Filipino lawyer and diplomat (1930–2014)

Raul Ilustre Goco (April 24, 1930 – August 16, 2014) was a Filipino lawyer and diplomat. He served as the Solicitor General of the Philippines from August 11, 1992 until September 22, 1996, as well as the Ambassador of the Philippines to Canada during the 1990s.

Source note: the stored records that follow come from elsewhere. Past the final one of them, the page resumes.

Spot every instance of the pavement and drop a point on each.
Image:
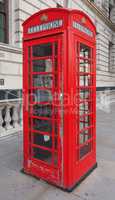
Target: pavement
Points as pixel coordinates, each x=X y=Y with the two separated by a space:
x=99 y=185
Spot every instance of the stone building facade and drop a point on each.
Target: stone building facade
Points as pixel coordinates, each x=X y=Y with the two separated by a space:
x=12 y=14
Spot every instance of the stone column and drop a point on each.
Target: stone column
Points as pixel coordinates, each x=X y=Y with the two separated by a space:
x=8 y=118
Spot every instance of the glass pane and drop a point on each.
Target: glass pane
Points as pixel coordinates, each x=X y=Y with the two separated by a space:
x=42 y=125
x=42 y=65
x=42 y=96
x=84 y=108
x=2 y=20
x=43 y=155
x=2 y=35
x=85 y=51
x=2 y=5
x=42 y=110
x=84 y=66
x=85 y=80
x=42 y=81
x=42 y=140
x=85 y=150
x=56 y=48
x=84 y=136
x=84 y=94
x=42 y=50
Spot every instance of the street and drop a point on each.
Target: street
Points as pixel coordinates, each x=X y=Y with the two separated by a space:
x=99 y=185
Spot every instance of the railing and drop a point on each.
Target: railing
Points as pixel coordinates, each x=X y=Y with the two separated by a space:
x=10 y=116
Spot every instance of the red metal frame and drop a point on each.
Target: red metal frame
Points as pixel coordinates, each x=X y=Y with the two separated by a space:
x=74 y=160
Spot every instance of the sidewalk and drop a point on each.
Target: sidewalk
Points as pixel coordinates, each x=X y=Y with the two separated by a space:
x=100 y=185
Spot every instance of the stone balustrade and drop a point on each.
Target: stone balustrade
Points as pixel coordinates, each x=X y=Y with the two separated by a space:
x=10 y=116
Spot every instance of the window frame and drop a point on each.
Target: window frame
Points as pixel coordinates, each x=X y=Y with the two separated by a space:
x=5 y=28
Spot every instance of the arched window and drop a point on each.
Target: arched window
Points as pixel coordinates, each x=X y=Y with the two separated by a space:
x=4 y=21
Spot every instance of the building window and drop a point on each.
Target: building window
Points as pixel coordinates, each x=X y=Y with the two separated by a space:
x=3 y=21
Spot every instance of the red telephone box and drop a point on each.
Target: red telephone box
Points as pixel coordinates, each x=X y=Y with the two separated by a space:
x=59 y=84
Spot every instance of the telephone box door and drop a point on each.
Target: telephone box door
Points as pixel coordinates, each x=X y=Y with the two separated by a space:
x=43 y=140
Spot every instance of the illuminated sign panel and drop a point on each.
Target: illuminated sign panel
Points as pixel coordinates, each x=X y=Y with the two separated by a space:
x=46 y=26
x=83 y=29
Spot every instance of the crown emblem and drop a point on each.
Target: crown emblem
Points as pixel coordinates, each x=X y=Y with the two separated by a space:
x=83 y=20
x=44 y=18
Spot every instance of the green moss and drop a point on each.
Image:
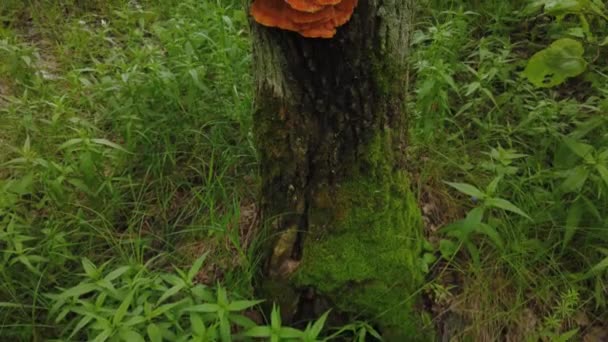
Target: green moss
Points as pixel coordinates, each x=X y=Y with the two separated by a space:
x=362 y=251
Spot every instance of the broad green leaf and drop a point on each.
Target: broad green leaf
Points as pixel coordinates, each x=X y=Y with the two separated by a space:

== Early life and education ==
Goco was born in Manila on April 24, 1930. He was the son of Dr. Eliseo Goco and Elisa Ilustre. He received a bachelor's degree in law from Ateneo de Manila University in Quezon City. Goco joined the Integrated Bar of the Philippines in 1955 and the New York State Bar Association in 1987. He also had a post-graduate degree at the Far Eastern University, and special studies as a government scholar at the Academy of American and International Law in Dallas, Texas.

== Career ==
Goco worked at the Department of Justice from 1957 to 1961. He then became a solicitor until 1971. In 1973, he was elected governor of the newly-organized Integrated Bar of the Philippines (IBP), serving until 1975. He later became the first Filipino president of the Law Association for Asia and the Pacific (LAWASIA) in 1983. Goco served as Solicitor General from August 1992 to September 1996 during the administration of President Fidel V. Ramos. Afterwards, he was appointed by Ramos as the Philippine ambassador to Canada. He also became the chairman of the College Assurance Plan (CAP) in 2006.

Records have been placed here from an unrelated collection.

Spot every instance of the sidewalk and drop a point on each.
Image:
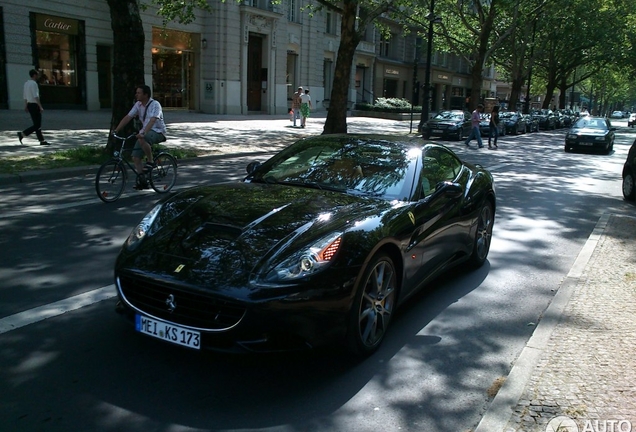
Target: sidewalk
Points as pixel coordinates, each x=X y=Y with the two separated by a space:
x=577 y=367
x=212 y=135
x=578 y=370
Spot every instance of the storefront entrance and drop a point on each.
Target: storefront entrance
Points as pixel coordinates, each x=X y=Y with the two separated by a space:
x=172 y=69
x=58 y=56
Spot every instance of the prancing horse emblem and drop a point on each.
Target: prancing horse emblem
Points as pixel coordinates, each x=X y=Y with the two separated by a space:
x=172 y=305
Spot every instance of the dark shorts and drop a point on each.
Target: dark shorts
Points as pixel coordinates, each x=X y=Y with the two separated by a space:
x=151 y=137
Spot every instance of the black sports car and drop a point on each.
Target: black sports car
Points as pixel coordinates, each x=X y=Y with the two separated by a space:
x=629 y=174
x=317 y=245
x=591 y=133
x=454 y=124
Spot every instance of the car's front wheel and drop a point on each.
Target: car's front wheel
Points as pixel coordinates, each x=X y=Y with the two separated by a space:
x=629 y=191
x=483 y=235
x=373 y=306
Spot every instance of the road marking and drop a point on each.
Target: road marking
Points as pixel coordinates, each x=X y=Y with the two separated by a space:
x=51 y=310
x=39 y=209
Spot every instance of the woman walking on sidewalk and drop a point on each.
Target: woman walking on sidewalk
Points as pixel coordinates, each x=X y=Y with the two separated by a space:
x=305 y=107
x=33 y=106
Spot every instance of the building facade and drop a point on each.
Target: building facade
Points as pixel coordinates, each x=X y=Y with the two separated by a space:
x=242 y=57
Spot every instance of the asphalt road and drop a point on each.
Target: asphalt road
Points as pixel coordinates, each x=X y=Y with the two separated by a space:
x=86 y=369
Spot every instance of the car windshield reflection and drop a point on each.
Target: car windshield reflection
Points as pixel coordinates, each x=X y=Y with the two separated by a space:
x=371 y=168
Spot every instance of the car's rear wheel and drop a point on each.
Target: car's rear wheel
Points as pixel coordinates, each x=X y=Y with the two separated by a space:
x=483 y=235
x=629 y=187
x=373 y=306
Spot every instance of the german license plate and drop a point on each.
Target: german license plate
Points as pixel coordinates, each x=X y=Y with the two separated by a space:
x=168 y=332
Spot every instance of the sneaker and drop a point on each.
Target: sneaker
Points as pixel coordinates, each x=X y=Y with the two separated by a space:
x=149 y=166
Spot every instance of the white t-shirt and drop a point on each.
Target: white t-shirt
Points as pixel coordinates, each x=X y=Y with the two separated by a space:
x=153 y=108
x=305 y=98
x=31 y=91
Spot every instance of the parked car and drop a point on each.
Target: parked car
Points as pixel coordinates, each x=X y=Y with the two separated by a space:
x=532 y=123
x=547 y=121
x=484 y=126
x=454 y=124
x=629 y=174
x=591 y=133
x=513 y=121
x=318 y=245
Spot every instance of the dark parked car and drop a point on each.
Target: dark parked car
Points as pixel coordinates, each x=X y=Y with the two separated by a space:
x=629 y=174
x=547 y=120
x=448 y=124
x=484 y=126
x=513 y=121
x=320 y=244
x=591 y=133
x=532 y=123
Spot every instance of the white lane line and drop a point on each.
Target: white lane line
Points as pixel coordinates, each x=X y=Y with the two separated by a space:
x=34 y=315
x=47 y=209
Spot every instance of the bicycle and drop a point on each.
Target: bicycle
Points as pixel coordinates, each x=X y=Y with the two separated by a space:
x=112 y=175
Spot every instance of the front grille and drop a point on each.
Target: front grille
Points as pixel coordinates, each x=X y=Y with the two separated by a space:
x=193 y=309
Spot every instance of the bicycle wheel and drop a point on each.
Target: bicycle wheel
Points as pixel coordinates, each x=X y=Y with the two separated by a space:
x=110 y=180
x=164 y=176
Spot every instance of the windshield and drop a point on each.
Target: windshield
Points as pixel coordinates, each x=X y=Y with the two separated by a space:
x=590 y=123
x=348 y=164
x=450 y=115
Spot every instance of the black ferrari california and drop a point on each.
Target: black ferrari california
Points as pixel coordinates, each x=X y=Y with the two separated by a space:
x=318 y=245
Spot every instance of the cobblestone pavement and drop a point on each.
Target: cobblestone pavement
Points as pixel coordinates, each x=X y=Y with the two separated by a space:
x=588 y=370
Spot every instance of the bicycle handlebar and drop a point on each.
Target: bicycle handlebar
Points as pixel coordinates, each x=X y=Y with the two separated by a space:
x=123 y=138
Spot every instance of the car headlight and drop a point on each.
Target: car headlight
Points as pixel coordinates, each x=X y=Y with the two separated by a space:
x=307 y=261
x=141 y=230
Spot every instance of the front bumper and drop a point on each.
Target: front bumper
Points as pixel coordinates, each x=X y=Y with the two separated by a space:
x=270 y=320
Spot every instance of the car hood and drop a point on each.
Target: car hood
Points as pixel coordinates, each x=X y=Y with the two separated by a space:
x=450 y=122
x=218 y=236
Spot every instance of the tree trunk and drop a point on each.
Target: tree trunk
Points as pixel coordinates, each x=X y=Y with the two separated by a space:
x=128 y=57
x=336 y=121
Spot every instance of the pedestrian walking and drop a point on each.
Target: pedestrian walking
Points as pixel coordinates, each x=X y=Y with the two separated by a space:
x=493 y=131
x=305 y=107
x=475 y=119
x=296 y=105
x=33 y=106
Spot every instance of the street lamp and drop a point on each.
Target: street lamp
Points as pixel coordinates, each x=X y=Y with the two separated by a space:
x=432 y=19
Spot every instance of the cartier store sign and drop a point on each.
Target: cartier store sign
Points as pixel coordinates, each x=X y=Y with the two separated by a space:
x=56 y=24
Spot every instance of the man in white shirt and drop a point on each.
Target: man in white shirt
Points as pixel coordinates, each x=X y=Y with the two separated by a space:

== Personal life and death ==
Goco was married to Ma. Corazon "Marietta" Benito Primicia, daughter of former senator Cipriano Primicias Sr. He had 6 children namely: Raul Gerardo, Regina Paz, Emmanuel Pio, Raoul Roberto, Philip Benjamin and Maria Anna Eugenia. He died at 1:30 a.m. on August 16, 2014, on August 16, 2014, at the age of 84. He had developed pneumonia and renal failure after undergoing surgery for an aneurysm on August 12.